Si le public fut d’emblée séduit par ses mélodies expressives et ses timbres riches, la critique ne se montra pas toujours enthousiaste, qualifiant parfois sa musique démodée. Au concert, Rachmaninov souffrait souvent de la comparaison avec le langage musical progressiste des premiers modernistes, un langage qui ne serait jamais le sien. Alors que son compatriote Igor Stravinsky repoussait constamment les limites de ce qui était possible et permis, lui, en tant qu'artiste du XXe siècle, se plongeait toujours dans le passé - ou atteignait le sommet du mouvement romantique, selon la perspective que l'on adopte.
Rachmaninov en fit les premières esquisses à l’été 1900, lors d’un séjour en Italie avec son ami le chanteur basse Fédor Chaliapine, et termina les deuxième et troisième mouvements à son retour à Moscou, juste à temps pour un concert de bienfaisance le 2 décembre 1900. Rachmaninov redoutait cet événement et, cerise sur le gâteau, tomba malade quelques jours avant le concert. Mais les applaudissements furent particulièrement nourris et la presse ne tarit pas d’éloges. Tout cela donna à Rachmaninov suffisamment de confiance en lui pour achever l’œuvre. L’été suivant, il termina le premier mouvement, et le concerto – dédié à Nikolaï Dahl – fut créé le 9 novembre 1901 sous la direction d’Alexander Siloti.
Quelques années avant d'écrire son Deuxième Concerto pour piano, Rachmaninov traversa une période difficile. La composition de sa première symphonie fut laborieuse, et la situation s'aggrava après le décès de Tchaïkovski en 1893. La première exécution en 1897 fut désastreuse : on raconte que Glazounov, légèrement éméché, dirigea une performance chaotique, et que César Cui qualifia la symphonie de « réminiscence des sept plaies d'Égypte ». Rachmaninov sombra dans la dépression et ne composa pas pendant trois ans :
« Une apathie paralysante s'empara de moi. Je ne faisais absolument rien et ne trouvais de plaisir nulle part. La moitié de mes journées se passait sur un canapé et me trouvais dans un grand désespoir. »

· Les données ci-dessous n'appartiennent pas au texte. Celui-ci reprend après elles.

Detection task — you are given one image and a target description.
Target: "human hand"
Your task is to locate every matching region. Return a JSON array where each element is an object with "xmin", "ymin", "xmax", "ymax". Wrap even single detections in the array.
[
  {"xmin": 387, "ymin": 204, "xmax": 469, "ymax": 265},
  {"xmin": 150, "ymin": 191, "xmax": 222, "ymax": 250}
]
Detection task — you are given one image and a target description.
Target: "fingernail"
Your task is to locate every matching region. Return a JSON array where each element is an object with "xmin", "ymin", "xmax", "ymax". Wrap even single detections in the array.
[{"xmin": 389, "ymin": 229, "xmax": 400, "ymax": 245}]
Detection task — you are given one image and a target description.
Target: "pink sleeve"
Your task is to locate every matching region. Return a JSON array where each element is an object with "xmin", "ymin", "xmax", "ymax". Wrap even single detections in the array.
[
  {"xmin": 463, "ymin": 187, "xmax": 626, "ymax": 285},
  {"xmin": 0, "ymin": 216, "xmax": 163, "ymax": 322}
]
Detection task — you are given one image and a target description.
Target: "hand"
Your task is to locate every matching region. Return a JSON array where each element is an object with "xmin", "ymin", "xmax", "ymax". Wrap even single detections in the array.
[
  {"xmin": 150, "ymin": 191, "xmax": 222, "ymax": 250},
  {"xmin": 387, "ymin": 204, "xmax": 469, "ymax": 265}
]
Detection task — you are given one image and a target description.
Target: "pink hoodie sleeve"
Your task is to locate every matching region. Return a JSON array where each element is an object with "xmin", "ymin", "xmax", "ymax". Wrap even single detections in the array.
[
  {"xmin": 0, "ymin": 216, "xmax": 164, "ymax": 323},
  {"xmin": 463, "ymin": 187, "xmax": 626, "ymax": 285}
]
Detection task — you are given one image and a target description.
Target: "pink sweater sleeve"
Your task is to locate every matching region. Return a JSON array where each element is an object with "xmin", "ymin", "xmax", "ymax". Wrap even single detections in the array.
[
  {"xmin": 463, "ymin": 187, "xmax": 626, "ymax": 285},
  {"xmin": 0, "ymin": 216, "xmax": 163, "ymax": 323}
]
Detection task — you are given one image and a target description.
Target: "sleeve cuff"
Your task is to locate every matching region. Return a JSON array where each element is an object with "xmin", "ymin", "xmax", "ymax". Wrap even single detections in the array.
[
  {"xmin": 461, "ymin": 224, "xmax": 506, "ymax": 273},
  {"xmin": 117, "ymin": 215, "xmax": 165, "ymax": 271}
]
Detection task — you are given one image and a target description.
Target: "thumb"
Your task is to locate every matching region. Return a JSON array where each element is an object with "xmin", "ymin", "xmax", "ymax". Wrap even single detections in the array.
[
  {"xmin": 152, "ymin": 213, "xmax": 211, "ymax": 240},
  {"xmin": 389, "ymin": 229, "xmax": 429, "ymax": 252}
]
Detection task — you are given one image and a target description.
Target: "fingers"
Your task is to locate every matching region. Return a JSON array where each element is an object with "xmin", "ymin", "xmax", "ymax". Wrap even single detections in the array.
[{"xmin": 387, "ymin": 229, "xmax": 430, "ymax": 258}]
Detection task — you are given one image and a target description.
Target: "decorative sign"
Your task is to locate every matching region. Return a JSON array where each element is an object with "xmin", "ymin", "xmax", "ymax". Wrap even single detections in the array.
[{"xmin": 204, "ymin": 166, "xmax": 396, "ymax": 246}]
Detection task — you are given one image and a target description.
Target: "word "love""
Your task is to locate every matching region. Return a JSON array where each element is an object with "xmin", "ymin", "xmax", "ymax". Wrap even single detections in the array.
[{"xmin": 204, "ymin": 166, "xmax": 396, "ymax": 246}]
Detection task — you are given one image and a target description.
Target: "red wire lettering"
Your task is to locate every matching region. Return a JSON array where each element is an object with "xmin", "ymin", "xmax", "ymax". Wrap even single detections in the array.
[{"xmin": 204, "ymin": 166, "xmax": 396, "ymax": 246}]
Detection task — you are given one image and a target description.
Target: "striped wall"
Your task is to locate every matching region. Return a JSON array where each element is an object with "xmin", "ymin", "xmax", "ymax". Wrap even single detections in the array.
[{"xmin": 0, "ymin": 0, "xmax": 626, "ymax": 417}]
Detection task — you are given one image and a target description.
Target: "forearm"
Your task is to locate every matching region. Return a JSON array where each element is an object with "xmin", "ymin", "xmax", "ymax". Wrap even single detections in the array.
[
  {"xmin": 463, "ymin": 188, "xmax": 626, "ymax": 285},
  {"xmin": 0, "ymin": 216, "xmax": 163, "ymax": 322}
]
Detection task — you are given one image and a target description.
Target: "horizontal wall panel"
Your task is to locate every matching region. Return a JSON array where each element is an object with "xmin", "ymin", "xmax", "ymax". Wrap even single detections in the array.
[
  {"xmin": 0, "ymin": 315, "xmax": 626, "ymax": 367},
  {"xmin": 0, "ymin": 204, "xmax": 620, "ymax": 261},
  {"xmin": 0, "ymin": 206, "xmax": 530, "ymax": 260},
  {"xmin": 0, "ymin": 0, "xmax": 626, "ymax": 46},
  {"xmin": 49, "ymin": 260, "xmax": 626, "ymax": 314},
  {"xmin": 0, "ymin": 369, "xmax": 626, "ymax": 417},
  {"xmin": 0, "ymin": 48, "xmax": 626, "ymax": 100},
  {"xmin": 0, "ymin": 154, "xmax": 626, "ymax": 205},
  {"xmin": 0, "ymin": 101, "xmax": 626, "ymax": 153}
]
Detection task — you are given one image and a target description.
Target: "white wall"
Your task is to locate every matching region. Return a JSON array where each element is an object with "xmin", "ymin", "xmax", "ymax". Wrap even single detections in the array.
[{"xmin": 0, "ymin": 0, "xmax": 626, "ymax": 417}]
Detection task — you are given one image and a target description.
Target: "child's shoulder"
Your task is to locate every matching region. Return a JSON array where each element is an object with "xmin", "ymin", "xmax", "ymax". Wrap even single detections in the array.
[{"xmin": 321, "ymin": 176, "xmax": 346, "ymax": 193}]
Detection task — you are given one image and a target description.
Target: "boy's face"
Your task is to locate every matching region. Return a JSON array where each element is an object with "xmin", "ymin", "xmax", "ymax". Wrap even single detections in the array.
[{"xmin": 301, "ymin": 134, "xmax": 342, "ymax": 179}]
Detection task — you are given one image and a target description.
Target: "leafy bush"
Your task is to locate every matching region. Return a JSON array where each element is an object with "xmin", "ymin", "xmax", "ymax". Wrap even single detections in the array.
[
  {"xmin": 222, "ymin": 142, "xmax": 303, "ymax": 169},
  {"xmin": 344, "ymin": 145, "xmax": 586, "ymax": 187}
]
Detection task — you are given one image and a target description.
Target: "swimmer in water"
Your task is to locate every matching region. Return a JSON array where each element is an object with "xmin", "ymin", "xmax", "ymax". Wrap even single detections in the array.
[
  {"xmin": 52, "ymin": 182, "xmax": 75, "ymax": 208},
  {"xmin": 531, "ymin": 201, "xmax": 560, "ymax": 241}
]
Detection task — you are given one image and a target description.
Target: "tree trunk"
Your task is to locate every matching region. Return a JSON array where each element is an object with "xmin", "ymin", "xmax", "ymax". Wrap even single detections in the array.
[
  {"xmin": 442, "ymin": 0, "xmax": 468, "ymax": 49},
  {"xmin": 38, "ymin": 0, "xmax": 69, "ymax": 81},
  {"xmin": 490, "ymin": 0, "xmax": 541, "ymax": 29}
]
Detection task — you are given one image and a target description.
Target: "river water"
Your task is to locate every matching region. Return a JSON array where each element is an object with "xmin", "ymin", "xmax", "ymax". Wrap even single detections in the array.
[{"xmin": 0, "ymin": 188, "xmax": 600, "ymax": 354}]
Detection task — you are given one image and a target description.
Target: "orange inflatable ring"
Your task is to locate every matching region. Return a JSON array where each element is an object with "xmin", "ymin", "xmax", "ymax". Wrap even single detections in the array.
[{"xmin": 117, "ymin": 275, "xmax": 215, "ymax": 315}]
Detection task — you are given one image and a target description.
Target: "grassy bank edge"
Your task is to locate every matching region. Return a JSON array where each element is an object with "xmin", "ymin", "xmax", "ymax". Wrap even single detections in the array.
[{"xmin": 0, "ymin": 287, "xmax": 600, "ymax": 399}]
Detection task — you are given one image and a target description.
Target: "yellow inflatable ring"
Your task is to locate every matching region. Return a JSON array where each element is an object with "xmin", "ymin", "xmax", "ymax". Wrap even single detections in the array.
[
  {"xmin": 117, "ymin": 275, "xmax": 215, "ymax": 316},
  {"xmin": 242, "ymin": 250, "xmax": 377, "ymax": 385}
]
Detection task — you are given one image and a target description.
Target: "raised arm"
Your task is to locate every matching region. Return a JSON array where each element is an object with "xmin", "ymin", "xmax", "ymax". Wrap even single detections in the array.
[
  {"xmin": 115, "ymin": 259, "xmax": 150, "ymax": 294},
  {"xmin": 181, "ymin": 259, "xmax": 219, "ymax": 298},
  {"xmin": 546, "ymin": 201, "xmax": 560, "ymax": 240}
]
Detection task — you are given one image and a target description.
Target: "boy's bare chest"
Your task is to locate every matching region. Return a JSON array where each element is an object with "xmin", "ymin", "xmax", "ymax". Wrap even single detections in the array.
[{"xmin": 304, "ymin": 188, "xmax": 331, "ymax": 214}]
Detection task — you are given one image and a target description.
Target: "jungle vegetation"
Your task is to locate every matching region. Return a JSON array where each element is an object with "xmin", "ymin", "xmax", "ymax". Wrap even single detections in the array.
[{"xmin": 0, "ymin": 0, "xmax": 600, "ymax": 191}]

Mais en 1900, Rachmaninov chercha de l'aide, la trouvant notamment auprès du neurologue Nikolai Dahl. Ce que nous savons de cette thérapie, c'est que le neurologue était spécialisé dans la thérapie sous hypnose. Différents biographes évoquent un traitement de type mantra, où Dahl parlait à Rachmaninov endormi : « Tu commenceras à écrire ton concerto ... Tu travailleras avec grande habileté ... Le concerto sera d'excellente qualité … » Certains musicologues sont plus prudents dans leurs affirmations, prétendant que les deux hommes ont résolu le problème de manière plus traditionnelle, par la psychothérapie. Une chose est certaine, Dahl a joué un rôle important dans la guérison de Rachmaninov. Après trois mois de traitement, Rachmaninov s’était rétabli. En signe de gratitude, il dédia son Deuxième Concerto pour piano à son médecin.